# Laser Sights



## qpoint (Apr 5, 2009)

Hey all...

Any recommendations on a reasonaly priced green laser sight model (built in - installed) "not rail mount", for the PX4 .9 or .40?

thanks,


----------



## Pistolero (Mar 6, 2009)

There are currently no internal green lasers. Crimson Trace (laser grips) is still totally red and so is Lasermax, the maker of the famous internal guide-rod laser. I'm praying the day will come soon but right now it hasn't made it to market. The smallest available green laser is the Lasermax "Unimax," a smallish rail mounted unit.


----------



## DevilsJohnson (Oct 21, 2007)

I've seen some green and red ones that mount to a rail under the bbl. but most of them I have sen were brands I have no idea who made them and if they were any good. eBay has tons of them. My wife bought me a red one of the type a while back. I don't much like them on my weapons but I did play wit hit for a while. I liked to drive my cats nuts shining it all over the house (it wasn't on a gun when I did this).

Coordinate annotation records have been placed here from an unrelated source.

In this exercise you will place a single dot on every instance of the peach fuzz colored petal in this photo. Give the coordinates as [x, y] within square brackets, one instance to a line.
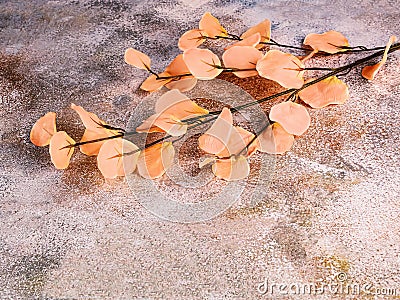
[155, 160]
[293, 117]
[251, 41]
[179, 105]
[60, 157]
[211, 26]
[177, 66]
[234, 168]
[170, 124]
[43, 130]
[93, 148]
[111, 160]
[331, 90]
[369, 72]
[152, 84]
[216, 138]
[243, 57]
[329, 42]
[282, 68]
[263, 28]
[137, 59]
[185, 84]
[148, 125]
[275, 140]
[201, 63]
[191, 39]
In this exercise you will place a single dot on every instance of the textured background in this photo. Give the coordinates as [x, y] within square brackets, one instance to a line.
[332, 205]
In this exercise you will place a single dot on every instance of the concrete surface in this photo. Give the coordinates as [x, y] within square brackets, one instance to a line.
[332, 206]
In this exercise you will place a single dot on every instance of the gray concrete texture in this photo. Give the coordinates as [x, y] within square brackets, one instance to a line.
[332, 205]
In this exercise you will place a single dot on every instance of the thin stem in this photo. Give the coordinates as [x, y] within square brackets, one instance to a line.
[275, 43]
[213, 115]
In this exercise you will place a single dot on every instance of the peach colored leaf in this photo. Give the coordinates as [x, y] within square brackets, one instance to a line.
[331, 90]
[234, 168]
[191, 39]
[283, 68]
[263, 28]
[61, 156]
[216, 138]
[251, 41]
[170, 124]
[43, 130]
[137, 59]
[211, 26]
[244, 57]
[202, 63]
[206, 161]
[111, 160]
[152, 84]
[148, 125]
[155, 160]
[369, 72]
[177, 66]
[275, 140]
[329, 42]
[293, 117]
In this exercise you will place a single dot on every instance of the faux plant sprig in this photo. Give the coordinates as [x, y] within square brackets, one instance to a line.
[227, 147]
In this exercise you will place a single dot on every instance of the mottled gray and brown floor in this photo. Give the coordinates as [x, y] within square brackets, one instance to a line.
[332, 205]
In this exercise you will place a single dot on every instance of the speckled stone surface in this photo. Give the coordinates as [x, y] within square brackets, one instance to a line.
[331, 207]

It did seem to work for a pretty long time before the batteries went dead. An I had found the batteries at a local jeweler. I'm sure Walmart has them too. Like I said I'm not sure how good they are being I did not have a quality one to compare it to. It went a pretty long way. I shot the beam out the back door to one of the barns here that's about 60-70 yards away and it was easy to see in the dusk light at the end of the day. I guess that's pretty good.


----------



## qpoint (Apr 5, 2009)

I think "Viridian" makes internal green laser sights. Think you have to have a shop install it or the company; check out the website and let me know what you think?


----------